In February of this year Bill 150 the Green Energy and Green Economy Act was introduced in the Ontario Legislature.
The objective of the bill is to foster the development of renewable energy, a decentralized energy grid energy, creating jobs, and supporting Ontario's climate change goals. The Bill is intended to provide lower cost, cleaner, renewable power to Ontarians. The cost savings are estimated to be between 11% and 32%, compared to conventional power sources. The executive summary for Bill 150 cites a Moody’s Investment Services report from May 2008 which says that while the costs of traditional generating technologies are rising rapidly, green generating technologies are showing increasingly better efficiency in energy conversion to electricity and decreasing costs. By 2015, the objective is to deliver among other things 10,000 MW of new installed renewable energy, 1,500 MW of new installed Combined Heat and Power (CHP), and 6,300 MW of conservation (compared to 2007 levels).
But also in the Green Energy Act is a real sleeper, a provision that will require sellers of real estate to provide energy efficiency information
about the building being sold and which may require an energy audit.
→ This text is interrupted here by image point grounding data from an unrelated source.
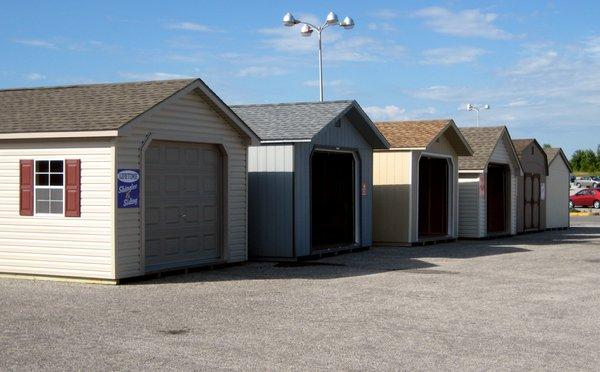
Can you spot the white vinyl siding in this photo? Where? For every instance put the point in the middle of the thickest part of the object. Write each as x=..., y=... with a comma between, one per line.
x=557, y=194
x=473, y=203
x=54, y=244
x=188, y=118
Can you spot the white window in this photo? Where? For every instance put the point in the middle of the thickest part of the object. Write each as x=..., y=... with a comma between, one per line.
x=49, y=186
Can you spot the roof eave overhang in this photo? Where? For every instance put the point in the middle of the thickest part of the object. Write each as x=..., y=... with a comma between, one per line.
x=50, y=135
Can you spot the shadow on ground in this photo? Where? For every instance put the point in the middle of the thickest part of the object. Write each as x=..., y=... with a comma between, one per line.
x=386, y=259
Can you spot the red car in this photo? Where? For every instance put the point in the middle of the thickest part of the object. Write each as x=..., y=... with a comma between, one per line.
x=585, y=198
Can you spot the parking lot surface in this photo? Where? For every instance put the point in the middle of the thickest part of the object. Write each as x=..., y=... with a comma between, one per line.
x=528, y=302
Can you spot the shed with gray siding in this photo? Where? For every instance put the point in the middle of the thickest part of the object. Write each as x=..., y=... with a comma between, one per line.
x=531, y=210
x=310, y=181
x=67, y=207
x=488, y=184
x=557, y=189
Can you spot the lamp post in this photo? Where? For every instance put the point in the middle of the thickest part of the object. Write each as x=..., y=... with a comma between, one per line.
x=307, y=30
x=471, y=107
The nearest equivalent of which I am aware is the Code for Sustainable Homes (CSH) that is mandatory for new homes in the UK since May, 2008. CSH requires a report on nine areas of sustainability including energy use and water consumption with six possible levels. The highest level is carbon neutral. The interesting thing is that CSH is working its way into the building code in the UK. I would expect that the Ontario equivalent is going to have similar far reaching implications. What both of these measures mean is that when you are looking to buy a home you will be able to compare the energy efficiency of different houses on a standard scale.